Nathraen hielt mich noch immer fest am Boden, als er sich neben mich stellte und zu erzählen begann.
»Ich traf den Prinzen an jenem Tag in den Nebeln, östlich von Selvaras …«
Ich versuchte, nicht so genau hinzuhören, da ich bereits wusste, was er erzählen würde.
»… er hat mich mit einem Dolch vergiftet und als Gefangenen nach Selvaras gebracht. «
»Ich liebe eure Manöver, General Nathraen, erzählt mehr davon«, rief die Königin, die sich auf ihrem Thron aufgerichtet hatte.
»Ich habe ihm mein Leben vor die Füße geworfen, und er hat mich verschont, wie es zu erwarten war, meine Königin. Der Prinz hat ein weiches Herz und so hat er nicht eine Sekunde daran gedacht, dass ich mich gefangen nehmen lassen wollte
Ich knirschte mit den Zähnen, während ich versuchte, die Wut zu kontrollieren, die sich in mir zusammenbraute.
»Sein Vater hat mich, wie ebenfalls zu erwarten war, zum Tode durch die Götter verurteilt, und so haben sie mich ein paar Tage später nach Fiyellnoas gebracht. Bis dahin hatte ich mir schon das Vertrauen des Prinzen erschlichen.«
Ich konnte die Beschleunigung meines Atems deutlich hören. Meine Fingernägel kratzten über den Fußboden.
»Törichter Bursche – und das soll ein Prinz sein!«, rief die Königin amüsiert, bevor sie Nathraen zuwinkte, damit er mit der Geschichte fortfuhr.
»Sie haben es mir noch viel leichter gemacht als geplant, als sie mir anboten, mir einen letzten Wunsch zu erfüllen.«
Die Königin gluckste vor Freude.
»Sagt schon, was haben diese Blattfresser euch versprochen?«
»Eine Nacht mit einer von Alathons Töchtern.«
Die Königin lachte unterirdisch.
»Und – welche habt ihr genommen?«
»Die Hübscheste natürlich«, rief Nathraen und drückte mir seine Finger in den Nacken. »Seinen Sohn. «
Die Königin konnte sich vor Lachen nicht mehr halten. Ihr bösartiges Gelächter schallte durch die gesamte Halle und machte mich rasend.
»Alathon wird toben vor Wut! Ihr macht ganz Umbraevyn stolz, General.«
»Habt Dank, meine Königin. Nachdem ich ihn in meinem Zelt hatte, habe ich zum Angriff gerufen. Meine Männer hatten die ganze Zeit auf der Lauer gelegen, und so war es ein Leichtes, den Götterhain zu säubern.«
»Sie sind alle tot?«
»Nein, wie ihr gewünscht habt, haben wir den König, seine Familie und ein paar Untertanen entkommen lassen, um die Nachricht unseres Sieges zu verbreiten.

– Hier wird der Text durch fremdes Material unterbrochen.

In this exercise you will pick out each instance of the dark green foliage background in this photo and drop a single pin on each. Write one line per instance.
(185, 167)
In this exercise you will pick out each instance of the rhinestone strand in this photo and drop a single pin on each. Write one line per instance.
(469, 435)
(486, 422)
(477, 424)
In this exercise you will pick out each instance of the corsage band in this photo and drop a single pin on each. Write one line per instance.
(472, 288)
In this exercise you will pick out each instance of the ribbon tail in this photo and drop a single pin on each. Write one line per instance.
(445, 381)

Sicher haben sie sich in ihre Nester verkrochen.«
»Sie lecken sich ihre Wunden …«
»Ganz genau. Sie werden lange brauchen, um sich von diesem Schock zu erholen.«
»Ihr versüßt mir den Tag, Schlächter.«
Nathraen verneigte sich ehrfürchtig. Ich hockte noch immer auf dem Boden und versuchte, meine Wut zu zügeln.

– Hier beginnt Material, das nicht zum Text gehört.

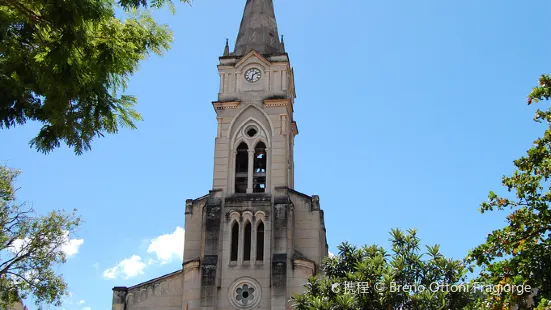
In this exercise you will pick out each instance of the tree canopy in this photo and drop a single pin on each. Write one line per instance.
(520, 252)
(369, 277)
(66, 64)
(31, 247)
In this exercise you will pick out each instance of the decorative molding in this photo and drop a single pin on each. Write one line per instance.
(253, 53)
(192, 265)
(162, 286)
(283, 102)
(250, 106)
(241, 300)
(223, 105)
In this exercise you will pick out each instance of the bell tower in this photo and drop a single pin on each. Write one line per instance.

»Habt ihr auf eurer Mission den Weg nach Selvaras gefunden?«, fragte die Königin, als sie die Fassung wiedererlangt hatte.
»Ja.«
»Könnt ihr ihn uns beschreiben?«
»Bis ins kleinste Detail, meine Königin. Der Prinz hatte mir unüberlegterweise eine Augenbinde aus Leinen angelegt. Meine Dunkelsicht konnte das aber nicht einschränken. Ich kann meine Männer vom Götterhain bis ins Herz des Waldes führen. «
»Du Bastard!« Ich sprang auf und griff ihn an, die Daumen an seiner Kehle. Nathraen lachte unbeholfen, packte meine Handgelenke und bog sie mir auf den Rücken, sodass ich nur noch mit den Füßen treten konnte. Doch bevor ich etwas damit ausrichten konnte, stieß er mir in die Kniekehlen, und ich ging zu Boden.
»Er ist wild wie ein junger Hirsch.«
»Er ist handzahm«, beteuerte Nathraen. »Die Wahrheit zu erfahren, ist schwer für solch einen frommen Silva'tel wie ihn.«
»Er muss bestraft werden. Wachen, bringt ihn hinab in die Kerker. Niemand greift ohne Konsequenzen meinen General an.«
»Meine Königin, er ist ein dummes Kind, lasst ihn nur toben.«
»Stellt ihr etwa meinen Befehl infrage, General?«
Nathraen senkte den Blick.
»Nein, meine Königin.«
»Bringt den Waldelfenwicht ins Verlies. Soll sich unser Folterknecht an ihm austoben. Morgen werden wir entscheiden, was wir mit ihm anfangen, wenn er dann noch lebt.«
Die Königin schnippte mit den Fingern, und sofort packten mich die Wachen und schleiften mich aus dem Saal. Ich hatte es längst aufgegeben, mich zu wehren. Ich wusste, dass ich einen folgenschweren Fehler begangen hatte.